Here’s the thing though. TahoeLife could become a decent game if the makers spent a bit more time tinkering with it. It could actually turn out a lot like Persuasive Games’ Points of Entry. Say the player was paired off against a computer and his job was to change his home, car, habits to get a better score than his opponent. This would provide a great chance for the player to see the relationships between different environmental factors and which ones had the greatest weight on the score. This exploration could also harness the strengths of interactive media. As is, TahoeLife is no more effective than if it were printed in a magazine. With a few tweaks, it could become a much more effective piece of multimedia.
Summer break is over.
Persuasive Games showed up in the mail last night. I had a quick chance to read the preface and I’m excited to dig into it. If anything, I look forward to osmosing a new framework for interpreting interactive news delivery. Ian Bogost’s premise is that games fit into the history of rhetoric by offering their own approach to persuasion. He calls this approach procedural rhetoric, saying interactive environments can deliver a point in ways other media cannot. I don’t want to speculate too much based on the small bit I’ve read, but I’ll be blogging through the content as I work through it.
Reuters is reporting that Americans think the media needs to chill out on the celebrity gossip.
This is based on a Pew Research Center for People & the Press study that showed 87% thought celebrity issues enjoyed too much coverage.
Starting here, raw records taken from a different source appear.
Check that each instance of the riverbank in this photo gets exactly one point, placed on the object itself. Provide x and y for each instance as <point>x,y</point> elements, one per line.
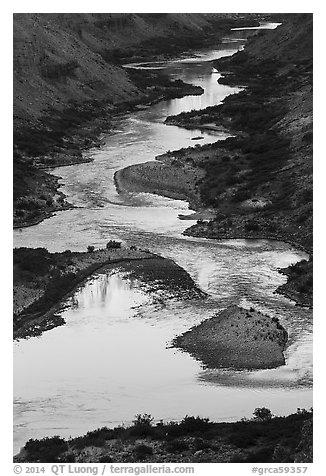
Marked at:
<point>193,440</point>
<point>236,338</point>
<point>62,106</point>
<point>43,280</point>
<point>259,182</point>
<point>165,178</point>
<point>66,138</point>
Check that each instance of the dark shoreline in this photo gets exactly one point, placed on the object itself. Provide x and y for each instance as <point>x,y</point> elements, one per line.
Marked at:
<point>191,440</point>
<point>43,313</point>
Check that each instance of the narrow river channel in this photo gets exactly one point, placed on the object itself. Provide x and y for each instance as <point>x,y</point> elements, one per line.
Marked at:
<point>112,359</point>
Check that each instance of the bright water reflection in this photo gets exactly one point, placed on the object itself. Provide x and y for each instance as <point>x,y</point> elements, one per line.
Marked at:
<point>110,361</point>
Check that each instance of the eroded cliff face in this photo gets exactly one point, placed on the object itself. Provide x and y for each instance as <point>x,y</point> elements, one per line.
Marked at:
<point>54,66</point>
<point>61,58</point>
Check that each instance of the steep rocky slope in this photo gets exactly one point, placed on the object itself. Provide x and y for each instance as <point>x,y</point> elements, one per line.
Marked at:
<point>260,181</point>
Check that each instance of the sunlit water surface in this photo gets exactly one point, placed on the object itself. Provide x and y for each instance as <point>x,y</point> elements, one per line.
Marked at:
<point>111,360</point>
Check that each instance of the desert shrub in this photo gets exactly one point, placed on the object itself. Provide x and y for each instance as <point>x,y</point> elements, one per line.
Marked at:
<point>105,459</point>
<point>176,446</point>
<point>242,439</point>
<point>142,425</point>
<point>112,244</point>
<point>141,451</point>
<point>251,226</point>
<point>93,438</point>
<point>200,444</point>
<point>46,450</point>
<point>263,455</point>
<point>262,414</point>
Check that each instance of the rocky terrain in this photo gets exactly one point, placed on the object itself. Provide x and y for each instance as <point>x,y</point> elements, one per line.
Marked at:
<point>236,338</point>
<point>260,181</point>
<point>68,82</point>
<point>42,280</point>
<point>263,439</point>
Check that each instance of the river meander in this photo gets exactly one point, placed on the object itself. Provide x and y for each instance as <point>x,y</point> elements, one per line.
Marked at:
<point>111,360</point>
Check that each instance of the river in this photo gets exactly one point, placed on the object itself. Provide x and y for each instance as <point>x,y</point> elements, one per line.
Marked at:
<point>112,359</point>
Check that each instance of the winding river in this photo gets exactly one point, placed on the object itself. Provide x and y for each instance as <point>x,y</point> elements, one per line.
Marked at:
<point>112,359</point>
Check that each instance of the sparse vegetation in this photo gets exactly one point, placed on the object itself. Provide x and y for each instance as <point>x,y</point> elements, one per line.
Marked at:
<point>267,439</point>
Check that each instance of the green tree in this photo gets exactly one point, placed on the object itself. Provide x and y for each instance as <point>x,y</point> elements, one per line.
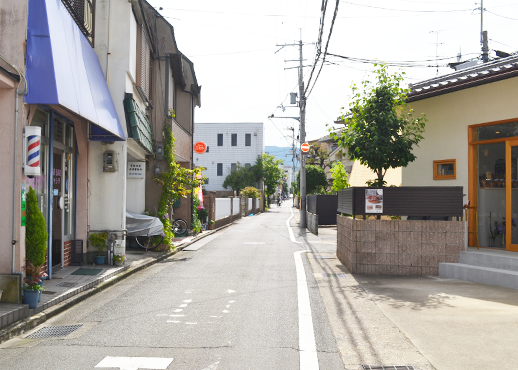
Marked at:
<point>381,129</point>
<point>316,179</point>
<point>318,156</point>
<point>266,168</point>
<point>240,178</point>
<point>35,231</point>
<point>339,176</point>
They blame television for most of this and the Internet for little. This surprised me. Not because TV was the worst, but because 50cent banner ads and Paris Hilton news links seem to be a Net staple. Some of these banner ads have a game mechanic built in like, “Help Britney shave her head and get a pink Razr.” After the player uses a cartoon razor to make sure Britney’s head is thoroughly shorn, they “win” by being directed to an affiliate marketing site. 50 Cent is currently suing for such a game based on himself. In this game the player is encouraged to “shoot the rapper” to win a prize.
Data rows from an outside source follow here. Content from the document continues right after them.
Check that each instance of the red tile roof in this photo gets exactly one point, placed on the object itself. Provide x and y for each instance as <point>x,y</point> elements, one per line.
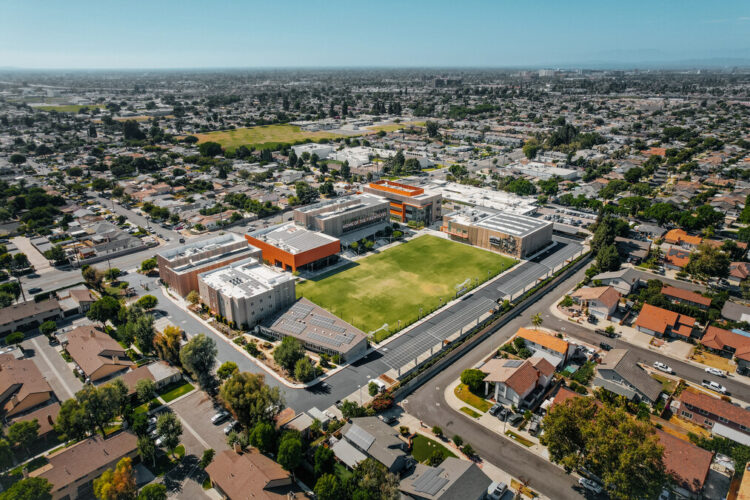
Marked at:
<point>688,463</point>
<point>716,406</point>
<point>687,295</point>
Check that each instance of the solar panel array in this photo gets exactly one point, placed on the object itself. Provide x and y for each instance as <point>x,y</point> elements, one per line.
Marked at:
<point>430,482</point>
<point>360,437</point>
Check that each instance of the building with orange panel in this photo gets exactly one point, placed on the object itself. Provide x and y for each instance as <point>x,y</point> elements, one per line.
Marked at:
<point>293,248</point>
<point>408,203</point>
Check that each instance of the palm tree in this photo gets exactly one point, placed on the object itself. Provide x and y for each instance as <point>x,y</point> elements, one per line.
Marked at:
<point>537,320</point>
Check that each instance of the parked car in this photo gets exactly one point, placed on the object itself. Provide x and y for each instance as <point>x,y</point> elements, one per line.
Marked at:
<point>714,386</point>
<point>590,485</point>
<point>496,490</point>
<point>515,419</point>
<point>534,428</point>
<point>663,367</point>
<point>220,417</point>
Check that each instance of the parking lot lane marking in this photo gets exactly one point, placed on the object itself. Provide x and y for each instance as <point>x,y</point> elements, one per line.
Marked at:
<point>52,367</point>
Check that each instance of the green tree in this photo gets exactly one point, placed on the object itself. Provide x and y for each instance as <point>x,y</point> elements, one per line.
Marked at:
<point>24,433</point>
<point>324,461</point>
<point>104,309</point>
<point>207,458</point>
<point>473,379</point>
<point>288,353</point>
<point>117,484</point>
<point>328,487</point>
<point>290,452</point>
<point>227,369</point>
<point>169,429</point>
<point>153,491</point>
<point>250,399</point>
<point>145,390</point>
<point>198,356</point>
<point>263,437</point>
<point>147,302</point>
<point>32,488</point>
<point>304,371</point>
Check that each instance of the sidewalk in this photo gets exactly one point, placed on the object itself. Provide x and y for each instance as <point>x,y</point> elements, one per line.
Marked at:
<point>493,424</point>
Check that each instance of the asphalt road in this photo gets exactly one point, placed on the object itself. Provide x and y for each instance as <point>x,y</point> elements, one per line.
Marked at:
<point>428,404</point>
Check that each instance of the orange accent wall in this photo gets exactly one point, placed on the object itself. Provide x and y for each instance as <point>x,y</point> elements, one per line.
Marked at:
<point>274,255</point>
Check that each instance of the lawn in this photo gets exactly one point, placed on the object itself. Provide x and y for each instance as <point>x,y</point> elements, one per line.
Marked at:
<point>174,391</point>
<point>470,412</point>
<point>423,448</point>
<point>463,393</point>
<point>69,108</point>
<point>263,136</point>
<point>393,285</point>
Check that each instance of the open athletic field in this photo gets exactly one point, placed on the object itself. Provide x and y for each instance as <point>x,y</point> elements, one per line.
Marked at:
<point>393,285</point>
<point>264,136</point>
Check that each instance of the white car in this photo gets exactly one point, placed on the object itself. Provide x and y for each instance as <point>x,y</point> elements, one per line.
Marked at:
<point>662,367</point>
<point>590,485</point>
<point>716,371</point>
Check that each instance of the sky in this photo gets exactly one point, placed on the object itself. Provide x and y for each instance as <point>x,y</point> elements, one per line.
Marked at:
<point>136,34</point>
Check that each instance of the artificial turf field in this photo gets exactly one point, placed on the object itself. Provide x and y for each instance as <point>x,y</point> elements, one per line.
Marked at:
<point>394,284</point>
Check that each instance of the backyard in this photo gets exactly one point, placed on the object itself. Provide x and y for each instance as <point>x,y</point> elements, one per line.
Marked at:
<point>263,136</point>
<point>394,285</point>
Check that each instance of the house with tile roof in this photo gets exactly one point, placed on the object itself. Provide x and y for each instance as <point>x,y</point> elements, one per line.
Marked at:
<point>682,296</point>
<point>619,372</point>
<point>516,381</point>
<point>251,475</point>
<point>601,301</point>
<point>554,349</point>
<point>662,322</point>
<point>721,417</point>
<point>97,354</point>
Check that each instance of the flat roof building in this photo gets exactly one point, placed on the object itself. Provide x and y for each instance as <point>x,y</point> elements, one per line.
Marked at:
<point>339,216</point>
<point>318,330</point>
<point>292,247</point>
<point>512,234</point>
<point>246,291</point>
<point>180,267</point>
<point>408,203</point>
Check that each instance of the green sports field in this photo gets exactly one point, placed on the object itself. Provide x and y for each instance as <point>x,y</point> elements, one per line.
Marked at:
<point>393,285</point>
<point>263,136</point>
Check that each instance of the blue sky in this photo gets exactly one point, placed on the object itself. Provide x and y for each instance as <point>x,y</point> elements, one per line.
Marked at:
<point>333,33</point>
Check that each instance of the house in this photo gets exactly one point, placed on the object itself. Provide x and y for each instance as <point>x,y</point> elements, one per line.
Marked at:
<point>681,238</point>
<point>721,417</point>
<point>74,301</point>
<point>688,464</point>
<point>97,354</point>
<point>624,281</point>
<point>370,437</point>
<point>518,382</point>
<point>28,315</point>
<point>554,349</point>
<point>682,296</point>
<point>632,250</point>
<point>160,373</point>
<point>72,470</point>
<point>738,272</point>
<point>661,322</point>
<point>22,386</point>
<point>735,312</point>
<point>250,475</point>
<point>454,479</point>
<point>620,373</point>
<point>601,301</point>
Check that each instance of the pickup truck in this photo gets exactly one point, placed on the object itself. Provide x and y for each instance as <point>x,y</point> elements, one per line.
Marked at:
<point>714,386</point>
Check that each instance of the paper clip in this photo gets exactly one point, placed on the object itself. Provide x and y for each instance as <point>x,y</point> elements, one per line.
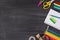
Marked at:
<point>47,5</point>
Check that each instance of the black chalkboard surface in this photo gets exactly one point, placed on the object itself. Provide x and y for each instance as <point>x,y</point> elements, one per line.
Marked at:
<point>20,19</point>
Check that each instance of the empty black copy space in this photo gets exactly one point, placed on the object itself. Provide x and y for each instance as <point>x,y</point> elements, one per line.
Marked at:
<point>20,19</point>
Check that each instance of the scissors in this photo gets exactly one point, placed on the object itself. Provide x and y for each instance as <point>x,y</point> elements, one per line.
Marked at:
<point>47,5</point>
<point>40,3</point>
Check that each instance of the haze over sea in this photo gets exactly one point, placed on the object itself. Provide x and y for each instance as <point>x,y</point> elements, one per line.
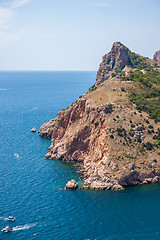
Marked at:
<point>32,188</point>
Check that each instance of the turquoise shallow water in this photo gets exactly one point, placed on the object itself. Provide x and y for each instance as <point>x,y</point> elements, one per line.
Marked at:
<point>32,188</point>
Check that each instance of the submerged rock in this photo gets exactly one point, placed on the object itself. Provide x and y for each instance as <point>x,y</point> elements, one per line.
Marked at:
<point>33,130</point>
<point>72,185</point>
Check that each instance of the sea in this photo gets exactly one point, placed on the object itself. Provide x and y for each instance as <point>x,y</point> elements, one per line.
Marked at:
<point>32,188</point>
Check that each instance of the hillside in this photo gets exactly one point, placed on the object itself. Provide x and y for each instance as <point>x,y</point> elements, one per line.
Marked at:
<point>112,133</point>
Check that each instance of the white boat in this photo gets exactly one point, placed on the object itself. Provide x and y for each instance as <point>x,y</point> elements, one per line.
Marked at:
<point>10,218</point>
<point>7,229</point>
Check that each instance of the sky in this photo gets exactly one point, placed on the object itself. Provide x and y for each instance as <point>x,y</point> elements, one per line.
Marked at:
<point>72,34</point>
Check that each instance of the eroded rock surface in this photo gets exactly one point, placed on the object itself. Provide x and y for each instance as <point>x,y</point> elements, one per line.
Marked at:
<point>116,59</point>
<point>96,132</point>
<point>156,56</point>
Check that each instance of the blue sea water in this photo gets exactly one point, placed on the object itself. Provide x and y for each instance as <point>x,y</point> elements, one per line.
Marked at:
<point>32,188</point>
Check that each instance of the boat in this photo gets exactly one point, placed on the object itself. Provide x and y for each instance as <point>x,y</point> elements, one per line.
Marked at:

So, ads like these have an interactive mechanic and they are based on current events. Does that make them newsgames? Maybe. Zach Wahlen of Gameology.org wrote a great article suggesting that certain newsgames follow a form and function in line with tabloid news. He focused primarily on Game Show Network’s website, which has released a series of flash games on things like Mel Gibson’s drinking incident, the Mark Foley scandal, and Paris Hilton’s trip to prison. This is my favorite observation from the article:
Not only do most of these GSN games rely on celebrities and sex, but like tabloid news, they also revolve around a hook or punchline and are more concerned with framing a reaction to something having happened rather than reporting what actually did happen. In other words, when I call these tabloid gaming, I mean that not only in terms of their content but also their form. These are designed to grab your attention amidst a swirling, debris-filled solar system of casual games on the web. If they succeed in doing so, it’s through the audacity or relevance of their hook, not the quality of their production (which is relatively high, incidentally).
At this point, I’m not necessarily for a hard and fast taxonomy when it comes to newsgames. Instead, I like Wahlen’s point. As games with news content arise, we can evaluate their content and form through a lens that we use for other forms of media as well.